Get the Dirt on Composting

When grass clippings, apple peels and other organic materials get tossed in with the rest of the household garbage, the potential for harvesting the goodness of these natural materials is lost forever. Instead of being used to create free fertilizer, these items become part of a toxic brew of chemicals and heavy metals at landfills. Home composting is a simple way to reduce the burden on landfills while greatly benefiting garden plants.

Science plays a role in creating good compost (a rich humus). Adequate moisture, air, carbon-rich and nitrogen-rich materials are essential. When these elements are available in the right proportions, they aid in decomposition, encourage the growth of aerobic bacteria and attract worms and other small organisms. Without these elements, the compost pile may sit for months without decomposing and may begin to smell rather unpleasant.

The materials inside a compost bin should be moist but not soaking wet. Vegetation typically contains enough liquid to maintain proper moisture inside a bin. However, in hot, dry weather you may need to pour a few litres of water on the pile every week or so. Adequate airflow is usually achieved with openings up the side of the bin. Plastic containers specially designed for composting are available from many municipal governments and from gardening supply stores. It is also possible to build a functional bin with a wood frame and chicken wire although manufactured bins usually offer the advantage of a sliding door at the bottom to retrieve finished compost.

Carbon-rich (brown) materials include dry leaves, straw, sawdust, and dried grass clippings. Nitrogen-rich (green) materials include fruit and vegetable scraps, plant trimmings, fresh grass clippings, coffee grounds and tea leaves. Bacteria, worms and other beneficial organisms need a balance of carbon and nitrogen along with various other nutrients such as natural sugars.

What to compost

  1. Fruit and vegetable trimmings
  2. Coffee grounds
  3. Cornstalks and cobs
  4. Eggshells - It helps to crush them first.
  5. Horse and cow manure
  6. Garden trimmings - You can run a mower over larger leaves to speed decomposition.
  7. Sawdust
  8. Wood ashes - Small amounts add carbon to the compost bin but large amounts can slow the composting process.

What not to compost

  1. Barbeque ashes/coal - These contain sulphur oxides and other chemicals.
  2. Fish skin - It attracts animals.
  3. Cooked food - This attracts animals and can slow the composting process.
  4. Kitty litter - It may contain disease organisms.
  5. Dandelion seed heads - Do not try to compost mature seed heads as this resilient plant will soon begin to sprout out of the sides of the bin.

Adding to the Compost Bin

The way you add materials to your bin will affect how well and how thoroughly they become compost. Choose a bin that has a volume of approximately one cubic metre. This size is large enough to retain heat and moisture in the centre of the bin. At the bottom, add a layer of coarse material such as branch cuttings, leaves, or straw to aid in air circulation. Next, add some nitrogen-rich grass clipping or fresh leaves. Add kitchen scraps to the centre of bin and cover with a thin layer of soil (approximately 3cm).
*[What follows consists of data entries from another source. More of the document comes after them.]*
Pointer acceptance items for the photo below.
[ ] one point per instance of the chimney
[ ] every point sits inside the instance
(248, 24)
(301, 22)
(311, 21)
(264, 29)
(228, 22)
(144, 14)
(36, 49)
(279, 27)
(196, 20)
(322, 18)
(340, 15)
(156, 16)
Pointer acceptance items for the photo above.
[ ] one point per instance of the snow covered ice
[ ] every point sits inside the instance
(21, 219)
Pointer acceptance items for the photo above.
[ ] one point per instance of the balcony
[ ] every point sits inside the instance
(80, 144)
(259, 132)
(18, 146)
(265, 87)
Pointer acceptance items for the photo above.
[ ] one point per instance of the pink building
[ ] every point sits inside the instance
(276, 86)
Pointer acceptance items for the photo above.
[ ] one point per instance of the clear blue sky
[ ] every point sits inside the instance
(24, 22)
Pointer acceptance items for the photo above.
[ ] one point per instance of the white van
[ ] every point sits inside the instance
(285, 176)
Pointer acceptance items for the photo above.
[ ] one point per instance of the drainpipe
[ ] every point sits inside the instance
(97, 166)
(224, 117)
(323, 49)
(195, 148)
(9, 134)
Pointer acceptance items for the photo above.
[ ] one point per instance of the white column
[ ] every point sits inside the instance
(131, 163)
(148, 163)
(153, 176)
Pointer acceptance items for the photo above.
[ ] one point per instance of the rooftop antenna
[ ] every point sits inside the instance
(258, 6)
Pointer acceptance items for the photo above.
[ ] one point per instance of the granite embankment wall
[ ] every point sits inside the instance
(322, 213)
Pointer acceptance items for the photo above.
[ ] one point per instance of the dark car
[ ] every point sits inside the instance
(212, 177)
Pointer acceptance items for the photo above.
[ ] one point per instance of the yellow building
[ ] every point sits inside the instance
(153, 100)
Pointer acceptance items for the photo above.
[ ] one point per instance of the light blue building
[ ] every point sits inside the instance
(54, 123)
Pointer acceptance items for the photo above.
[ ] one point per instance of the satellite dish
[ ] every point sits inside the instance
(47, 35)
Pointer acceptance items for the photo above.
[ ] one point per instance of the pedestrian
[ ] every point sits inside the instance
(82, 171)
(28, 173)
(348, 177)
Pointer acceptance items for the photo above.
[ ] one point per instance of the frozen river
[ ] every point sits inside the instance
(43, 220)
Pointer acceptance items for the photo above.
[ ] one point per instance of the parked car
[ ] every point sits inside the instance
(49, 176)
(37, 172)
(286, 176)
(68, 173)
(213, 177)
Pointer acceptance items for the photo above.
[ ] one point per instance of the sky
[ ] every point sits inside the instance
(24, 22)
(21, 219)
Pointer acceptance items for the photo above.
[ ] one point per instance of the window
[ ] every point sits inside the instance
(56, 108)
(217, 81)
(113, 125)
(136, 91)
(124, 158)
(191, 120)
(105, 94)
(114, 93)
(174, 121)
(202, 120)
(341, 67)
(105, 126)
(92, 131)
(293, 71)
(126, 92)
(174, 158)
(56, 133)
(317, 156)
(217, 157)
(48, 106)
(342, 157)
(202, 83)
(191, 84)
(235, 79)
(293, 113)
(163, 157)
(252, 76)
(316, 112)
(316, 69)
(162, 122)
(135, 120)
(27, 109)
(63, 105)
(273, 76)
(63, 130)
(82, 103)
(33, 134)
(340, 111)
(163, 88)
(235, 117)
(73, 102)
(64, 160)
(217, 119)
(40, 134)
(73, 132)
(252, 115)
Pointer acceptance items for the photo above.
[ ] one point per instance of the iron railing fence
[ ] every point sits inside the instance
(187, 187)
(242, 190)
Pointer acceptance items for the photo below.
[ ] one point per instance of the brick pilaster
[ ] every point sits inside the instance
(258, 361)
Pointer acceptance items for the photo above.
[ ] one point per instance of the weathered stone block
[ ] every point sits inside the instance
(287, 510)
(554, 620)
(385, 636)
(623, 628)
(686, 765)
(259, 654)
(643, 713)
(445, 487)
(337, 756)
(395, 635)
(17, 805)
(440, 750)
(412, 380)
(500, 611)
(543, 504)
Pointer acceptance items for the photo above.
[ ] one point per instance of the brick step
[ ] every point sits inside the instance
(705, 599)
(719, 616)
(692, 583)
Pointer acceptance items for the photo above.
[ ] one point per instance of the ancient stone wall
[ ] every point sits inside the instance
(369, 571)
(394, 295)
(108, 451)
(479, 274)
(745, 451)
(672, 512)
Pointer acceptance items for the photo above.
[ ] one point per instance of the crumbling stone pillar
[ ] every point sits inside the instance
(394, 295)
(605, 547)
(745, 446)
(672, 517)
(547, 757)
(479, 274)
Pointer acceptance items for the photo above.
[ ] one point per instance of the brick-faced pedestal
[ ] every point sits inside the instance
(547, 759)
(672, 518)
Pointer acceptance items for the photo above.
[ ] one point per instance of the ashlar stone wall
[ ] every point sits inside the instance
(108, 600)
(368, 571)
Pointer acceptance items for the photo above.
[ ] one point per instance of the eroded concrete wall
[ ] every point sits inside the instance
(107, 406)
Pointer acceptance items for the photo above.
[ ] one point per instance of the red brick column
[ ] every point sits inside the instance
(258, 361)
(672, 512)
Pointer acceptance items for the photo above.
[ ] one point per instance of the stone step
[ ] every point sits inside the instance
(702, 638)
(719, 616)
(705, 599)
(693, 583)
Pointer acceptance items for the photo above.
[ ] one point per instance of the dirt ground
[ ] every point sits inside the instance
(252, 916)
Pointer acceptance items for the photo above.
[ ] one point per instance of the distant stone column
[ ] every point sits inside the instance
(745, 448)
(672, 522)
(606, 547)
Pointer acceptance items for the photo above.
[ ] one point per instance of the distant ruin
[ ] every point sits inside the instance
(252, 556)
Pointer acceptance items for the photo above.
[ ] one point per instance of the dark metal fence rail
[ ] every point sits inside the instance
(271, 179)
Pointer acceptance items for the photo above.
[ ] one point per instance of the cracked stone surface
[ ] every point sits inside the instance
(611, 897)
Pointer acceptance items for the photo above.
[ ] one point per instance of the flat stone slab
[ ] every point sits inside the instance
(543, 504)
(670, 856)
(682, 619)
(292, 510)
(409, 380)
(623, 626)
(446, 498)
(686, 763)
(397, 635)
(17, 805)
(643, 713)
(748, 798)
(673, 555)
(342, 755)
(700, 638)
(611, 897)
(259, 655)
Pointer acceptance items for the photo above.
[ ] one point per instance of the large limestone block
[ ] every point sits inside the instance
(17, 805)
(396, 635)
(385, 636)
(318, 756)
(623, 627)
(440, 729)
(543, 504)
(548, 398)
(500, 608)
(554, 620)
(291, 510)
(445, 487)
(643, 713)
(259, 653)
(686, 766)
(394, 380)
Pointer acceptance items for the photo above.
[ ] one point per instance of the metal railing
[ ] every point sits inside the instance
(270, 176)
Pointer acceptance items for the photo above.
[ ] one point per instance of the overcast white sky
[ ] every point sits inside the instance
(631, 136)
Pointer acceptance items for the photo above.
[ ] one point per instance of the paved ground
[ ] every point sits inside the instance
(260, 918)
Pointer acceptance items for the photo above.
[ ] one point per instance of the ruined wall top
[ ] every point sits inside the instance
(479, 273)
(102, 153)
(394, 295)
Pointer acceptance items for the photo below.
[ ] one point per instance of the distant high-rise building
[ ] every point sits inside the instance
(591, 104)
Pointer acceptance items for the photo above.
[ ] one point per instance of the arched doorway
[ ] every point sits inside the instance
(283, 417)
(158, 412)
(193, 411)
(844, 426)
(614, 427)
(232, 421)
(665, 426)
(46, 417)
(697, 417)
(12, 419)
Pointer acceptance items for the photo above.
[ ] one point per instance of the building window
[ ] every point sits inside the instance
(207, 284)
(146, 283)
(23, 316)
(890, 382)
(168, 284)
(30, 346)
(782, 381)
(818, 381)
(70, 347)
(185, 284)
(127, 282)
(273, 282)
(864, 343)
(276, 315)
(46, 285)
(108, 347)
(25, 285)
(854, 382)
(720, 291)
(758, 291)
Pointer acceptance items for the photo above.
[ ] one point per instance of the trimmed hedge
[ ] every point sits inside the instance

This will deter flying insects that are attracted to fruit. Whenever possible try to alternate layers of fresh green materials with brown materials remembering to keep kitchen scraps in the centre.

Once you have your bin about halfway full, things should begin to heat up! As micro-organisms such as bacteria and fungi consume (decompose) the materials inside the bin, they create heat. This heat helps to kill some harmful bacteria and weed seeds. Proper composting involves temperatures between 43 °C and 65 °C (110 °F and 150 °F). The process of decomposition is complete when the temperature of the pile declines and remains below approximately 40 °C (105 °F). Allow the compost to mature for another two to six months to ensure that it will not produce any unpleasant odours. If you have a large amount of material, you may wish to have two bins-one for new material and another for maturing compost.

Compost bins are wonderful ways to make lawn trimmings disappear! As materials decompose inside the bin, they typically shrink in volume as bacteria and fungi consume the nutrients and some of the water content. To help speed up the process, you may wish to chop up large scraps. Smaller pieces offer more exposed surface for micro-organisms to invade.

You can harvest your compost at the bottom of the bin. The large, plastic models available at gardening stores typically have a sliding door at the bottom to allow you to remove finished compost. If your bin does not have a door, you may need to tip over the unit and collect the completed compost. This is a good opportunity to mix materials that are still in the process of decomposing.

After months of 'feeding' and aging, your compost will be ready to use on your garden. There are several ways to make use of this nutrient-rich humus. You can shovel some around the base of trees and shrubs. You can mix it into the topsoil around flowers and vegetables. You can even make tea out of it. Put a litre of compost into a piece of cloth and tie it up. Then soak the bag overnight in a garbage can full of water. Serve the 'tea' to plants only-they will appreciate the potent, healthy brew.

Whichever method you choose, your plants and our landfills are sure to appreciate your efforts!